Note that during the reinvestment period, the CLO is being paid back with par dollars. If a company decides to refinance or deleverage by paying off a loan, the CLO receives par and then reinvests in loans at the current market price. So when loans are trading below par, it is very advantageous for CLOs that are in their reinvestment period.
These are the kinds of CLOs that ECC has been focused on. ECC has intentionally increased the average remaining CLO reinvestment period in its portfolio to 3.2 years. Source.
ECC Q3 2022 Presentation
Additionally, the underlying loans that the CLOs hold have very few maturities in the next two years.
ECC Q3 2022 Presentation
This is a benefit because defaults tend to be most frequent when loans mature. With the economy likely to weaken in 2023, ECC has very little exposure to companies that will be forced to refinance when there are dual headwinds of high-interest rates and a weakening economy. If there is a recession in 2023, it’s best not to hold a lot of loans that are maturing mid-recession.
It is this kind of proactiveness from ECC’s management that gives us the confidence to continue holding and collecting the massive +15% yield.
Dreamstime
Conclusion
With BRSP and ECC, we can not only be actively engaged in the United States economy, but we can also be key players in helping it be strong and healthy.

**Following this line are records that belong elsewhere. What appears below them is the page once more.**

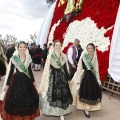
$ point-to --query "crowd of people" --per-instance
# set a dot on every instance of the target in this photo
(67, 79)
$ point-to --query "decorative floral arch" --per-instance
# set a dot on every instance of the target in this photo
(96, 21)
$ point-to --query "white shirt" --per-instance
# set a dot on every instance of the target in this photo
(70, 54)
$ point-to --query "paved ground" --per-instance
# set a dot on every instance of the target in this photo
(110, 107)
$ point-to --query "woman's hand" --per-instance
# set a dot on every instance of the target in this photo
(5, 88)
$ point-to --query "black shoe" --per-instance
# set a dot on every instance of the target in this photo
(87, 115)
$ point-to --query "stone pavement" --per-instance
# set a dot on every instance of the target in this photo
(110, 107)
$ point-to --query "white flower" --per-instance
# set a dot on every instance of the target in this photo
(87, 32)
(51, 35)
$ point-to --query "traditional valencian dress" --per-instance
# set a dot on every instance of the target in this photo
(55, 95)
(86, 90)
(21, 101)
(2, 64)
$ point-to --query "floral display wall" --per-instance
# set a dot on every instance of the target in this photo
(93, 23)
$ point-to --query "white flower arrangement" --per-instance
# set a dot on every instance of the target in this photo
(87, 32)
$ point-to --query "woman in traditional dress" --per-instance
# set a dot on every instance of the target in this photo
(2, 62)
(21, 100)
(55, 95)
(86, 89)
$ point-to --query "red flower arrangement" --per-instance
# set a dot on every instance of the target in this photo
(102, 12)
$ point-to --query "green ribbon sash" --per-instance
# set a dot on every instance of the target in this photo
(21, 65)
(89, 63)
(58, 62)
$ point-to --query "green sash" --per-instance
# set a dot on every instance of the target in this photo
(89, 63)
(21, 65)
(1, 59)
(58, 62)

A recession is coming, as a recession is always coming. It is a question of “when,” not “if.” This doesn’t mean you should pull out of the market or economy and wait for better times to come. It’s a time when the level-headed can remain invested and unlock massive rewards. ECC and BRSP have positioned themselves to benefit from the current interest rate environment and created portfolios structured to weather any recessionary storms to come.

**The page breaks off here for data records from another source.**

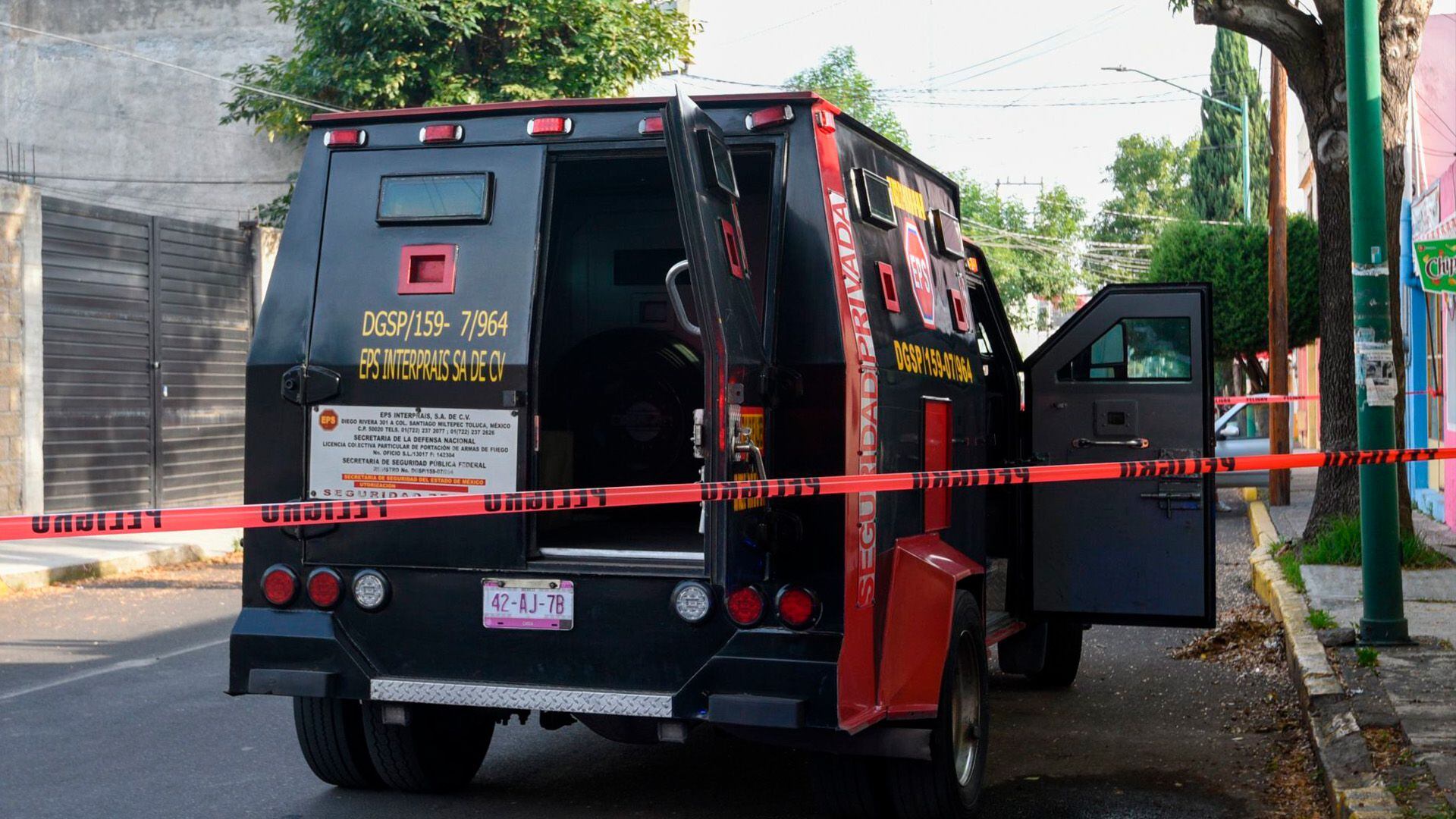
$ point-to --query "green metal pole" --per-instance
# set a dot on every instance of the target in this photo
(1383, 621)
(1248, 207)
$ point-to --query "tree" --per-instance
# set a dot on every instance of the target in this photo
(839, 79)
(1218, 169)
(1235, 260)
(410, 53)
(1312, 50)
(1030, 249)
(1149, 177)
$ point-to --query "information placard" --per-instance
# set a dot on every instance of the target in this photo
(388, 452)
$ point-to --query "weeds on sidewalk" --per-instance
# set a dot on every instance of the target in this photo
(1338, 544)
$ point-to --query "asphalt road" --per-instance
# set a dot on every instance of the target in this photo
(111, 706)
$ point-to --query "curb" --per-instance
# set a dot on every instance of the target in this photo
(165, 556)
(1354, 789)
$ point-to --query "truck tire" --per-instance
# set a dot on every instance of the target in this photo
(1063, 656)
(849, 787)
(949, 784)
(438, 749)
(331, 735)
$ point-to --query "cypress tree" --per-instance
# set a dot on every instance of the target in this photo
(1218, 169)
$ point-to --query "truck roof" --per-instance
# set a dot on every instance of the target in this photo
(599, 104)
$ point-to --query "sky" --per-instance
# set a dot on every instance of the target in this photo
(973, 80)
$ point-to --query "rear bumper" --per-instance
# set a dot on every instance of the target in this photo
(764, 678)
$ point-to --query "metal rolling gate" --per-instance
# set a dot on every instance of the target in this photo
(146, 327)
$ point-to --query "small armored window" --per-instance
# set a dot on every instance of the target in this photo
(875, 205)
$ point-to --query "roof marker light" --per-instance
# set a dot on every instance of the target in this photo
(346, 137)
(767, 117)
(548, 126)
(449, 133)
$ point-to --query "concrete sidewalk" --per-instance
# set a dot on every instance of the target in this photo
(1411, 687)
(28, 564)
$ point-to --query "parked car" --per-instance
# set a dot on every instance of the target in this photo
(1244, 428)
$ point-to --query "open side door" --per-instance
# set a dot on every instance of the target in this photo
(1128, 378)
(734, 416)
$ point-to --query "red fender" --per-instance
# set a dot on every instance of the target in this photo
(918, 623)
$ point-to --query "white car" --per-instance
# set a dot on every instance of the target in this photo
(1244, 428)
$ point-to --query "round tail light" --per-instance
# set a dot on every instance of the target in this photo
(799, 608)
(370, 589)
(745, 605)
(325, 588)
(280, 585)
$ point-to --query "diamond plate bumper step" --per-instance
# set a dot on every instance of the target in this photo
(574, 701)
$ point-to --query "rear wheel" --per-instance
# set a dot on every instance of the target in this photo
(1063, 656)
(331, 735)
(438, 749)
(849, 787)
(949, 784)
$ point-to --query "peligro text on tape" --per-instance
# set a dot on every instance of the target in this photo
(296, 513)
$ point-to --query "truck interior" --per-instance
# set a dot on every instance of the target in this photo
(619, 376)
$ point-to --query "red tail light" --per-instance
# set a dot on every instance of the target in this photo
(441, 133)
(325, 588)
(766, 117)
(745, 607)
(548, 126)
(799, 608)
(346, 137)
(280, 585)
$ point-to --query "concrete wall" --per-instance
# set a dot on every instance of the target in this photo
(20, 391)
(89, 112)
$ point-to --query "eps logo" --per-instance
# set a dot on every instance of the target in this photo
(918, 257)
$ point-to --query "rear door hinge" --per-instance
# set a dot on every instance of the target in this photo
(308, 385)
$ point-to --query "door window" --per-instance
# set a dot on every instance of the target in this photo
(1134, 349)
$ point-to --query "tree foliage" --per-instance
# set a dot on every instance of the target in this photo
(1040, 261)
(1235, 260)
(408, 53)
(839, 79)
(1218, 169)
(1149, 177)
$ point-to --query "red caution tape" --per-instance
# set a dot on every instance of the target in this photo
(1232, 400)
(273, 515)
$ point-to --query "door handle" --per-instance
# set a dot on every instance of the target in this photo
(1128, 444)
(677, 297)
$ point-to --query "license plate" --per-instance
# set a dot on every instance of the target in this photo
(529, 604)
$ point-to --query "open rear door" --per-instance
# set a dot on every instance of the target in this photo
(731, 328)
(1128, 378)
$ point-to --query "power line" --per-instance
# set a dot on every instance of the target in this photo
(1092, 19)
(816, 12)
(164, 63)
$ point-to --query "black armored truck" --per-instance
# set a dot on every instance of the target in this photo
(599, 293)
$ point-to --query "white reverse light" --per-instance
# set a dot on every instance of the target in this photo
(692, 601)
(370, 589)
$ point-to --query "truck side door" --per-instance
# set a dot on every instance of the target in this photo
(1126, 378)
(730, 324)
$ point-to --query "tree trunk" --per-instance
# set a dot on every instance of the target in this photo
(1337, 490)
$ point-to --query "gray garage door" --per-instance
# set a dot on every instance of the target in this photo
(146, 333)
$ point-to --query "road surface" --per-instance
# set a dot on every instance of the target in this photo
(111, 704)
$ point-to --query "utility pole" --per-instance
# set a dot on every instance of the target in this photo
(1279, 281)
(1383, 620)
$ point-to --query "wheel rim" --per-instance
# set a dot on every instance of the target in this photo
(965, 710)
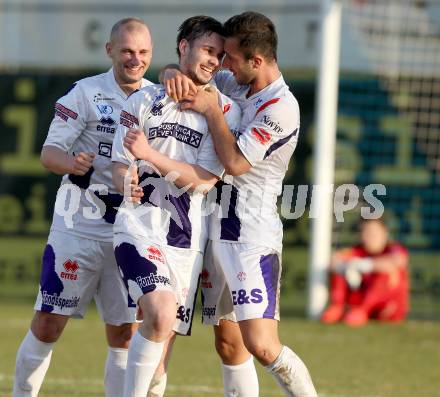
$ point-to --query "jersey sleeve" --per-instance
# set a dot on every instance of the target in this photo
(71, 114)
(131, 116)
(232, 113)
(275, 123)
(207, 158)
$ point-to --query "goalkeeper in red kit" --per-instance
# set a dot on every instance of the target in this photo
(370, 280)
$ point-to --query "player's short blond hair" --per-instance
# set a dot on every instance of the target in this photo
(130, 24)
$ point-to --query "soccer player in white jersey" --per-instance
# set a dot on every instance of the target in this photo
(241, 279)
(160, 235)
(78, 261)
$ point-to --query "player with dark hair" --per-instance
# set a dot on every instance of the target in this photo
(369, 280)
(160, 238)
(78, 261)
(241, 283)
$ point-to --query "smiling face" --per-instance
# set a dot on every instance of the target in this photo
(236, 62)
(201, 58)
(130, 50)
(374, 237)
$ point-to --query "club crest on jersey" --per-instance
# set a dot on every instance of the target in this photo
(105, 109)
(71, 268)
(105, 149)
(156, 109)
(272, 124)
(107, 121)
(261, 135)
(128, 120)
(99, 97)
(154, 254)
(64, 113)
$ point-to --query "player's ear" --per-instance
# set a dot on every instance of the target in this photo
(256, 61)
(183, 46)
(108, 48)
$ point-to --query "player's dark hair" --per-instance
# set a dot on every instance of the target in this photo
(197, 26)
(255, 33)
(381, 221)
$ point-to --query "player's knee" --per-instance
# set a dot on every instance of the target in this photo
(227, 349)
(161, 321)
(48, 327)
(259, 349)
(120, 336)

I love the United States of America. No country is perfect. No country has ever been without error or fault. Likewise, no person is perfect or without fault. Nevertheless, I am betting my retirement on the ability of the United States economy to continue to produce wealth for its people and allow those who strive to better themselves to achieve those goals.
It’s never easy to achieve success, but it remains possible. I like to think that I can help enable that for others, all while receiving excellent income for myself.
That’s the beauty of the Income Method. That’s the beauty of income investing.